August 07, 2002|By Warner Hessler | Warner Hessler,SPECIAL TO THE SUN

CARLISLE, Pa. - Daryl Gardener said he checked his excess baggage at the entrance to Biddle Field before he walked through the gates Monday morning for his first practice with the Washington Redskins.

Coach Steve Spurrier, when asked about the baggage Gardener brought with him from Miami, gave an innocent look and asked, "What baggage?" And so it went, with Gardener and his new teammates claiming that Monday was a fresh start for the Pro Bowl-level defensive tackle who wore out his welcome after six years in Miami and was released two weeks ago by the Dolphins.

"He's been fine here," Spurrier said. "I don't know what you're talking about."

Said fellow defensive tackle Dan Wilkinson: "He seems happy here and, believe me, we're happy to have him. What happened in the past has nothing to do with what's happening here."

Maybe not, but what happened in the past is why he's here, why he was able to sign with the Redskins last week. Dolphins coach Dave Wannstedt released Gardener after he missed several minicamps and workout sessions and didn't return phone calls from the coach over the past two months.

When asked if he had any regrets over the way he handled things in Miami, Gardener said he had just one. He wished he had returned at least one of Wannstedt's calls. "I think I should have called the head coach so he wouldn't cry," he said.

Though Gardener tried to stay vanilla during his first session with the Washington media, he was still boastful at times, moody at times and very aware of what his run-stuffing, gap-shooting abilities can mean to a team that has a hole at right tackle.

"The defensive line is going to be straight nasty now," he said. "The linebackers are going to love us. Every last one of them is going to the Pro Bowl, and I expect a Rolex watch from each and every one of them."
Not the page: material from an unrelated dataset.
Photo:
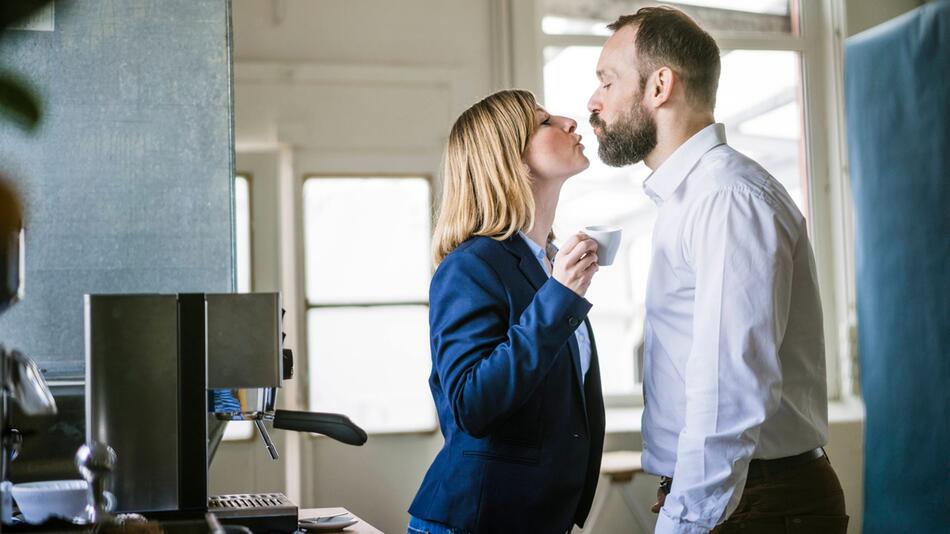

Defensive line coach Ricky Hunley got Gardener on the field immediately. He started alongside Wilkinson with the first unit and spent most of the day in the offensive backfield.

NOTES: Word out of San Francisco is that 49ers coach Steve Mariucci believes Spurrier was running up the score in the Redskins' 38-7 win in the season's first preseason game on Saturday. In the final three minutes, Spurrier ordered a pass that went for a 44-yard touchdown.

It's a charge Spurrier heard when he was coaching at Duke and Florida, and it's a charge he doesn't dispute.

Monday, when Mariucci's complaint was relayed to him, Spurrier smiled and hinted that it was the 49ers' fault he scored that last touchdown.

"It was fourth-and-one, and they had eight or nine guys [at the line of scrimmage]," he said. "It's tough to run in a situation like that. We called a short pass and he [Darnerian McCants] broke a tackle and went all the way." ...

A source close to the negotiations said quarterback Patrick Ramsey, the team's first-round draft choice, is on the verge of ending a holdout that reached 16 days yesterday. It's believed Ramsey will eventually sign a five-year contract worth about $4.25 million with a bonus of around $3 million.

That part was agreed to two weeks ago. The hang-up was over whether Ramsey's base salary would nearly triple to more than $2 million if he became a starter in his second year. It's believed that Ramsey's agent, Jimmy Sexton, countered with an offer in which Ramsey, should he win the starting job in 2002 or 2003, would have to hold the starting job for another season before the big money kicked in.

Warner Hessler is a reporter for the Daily Press of Newport News, Va., a Tribune Publishing newspaper.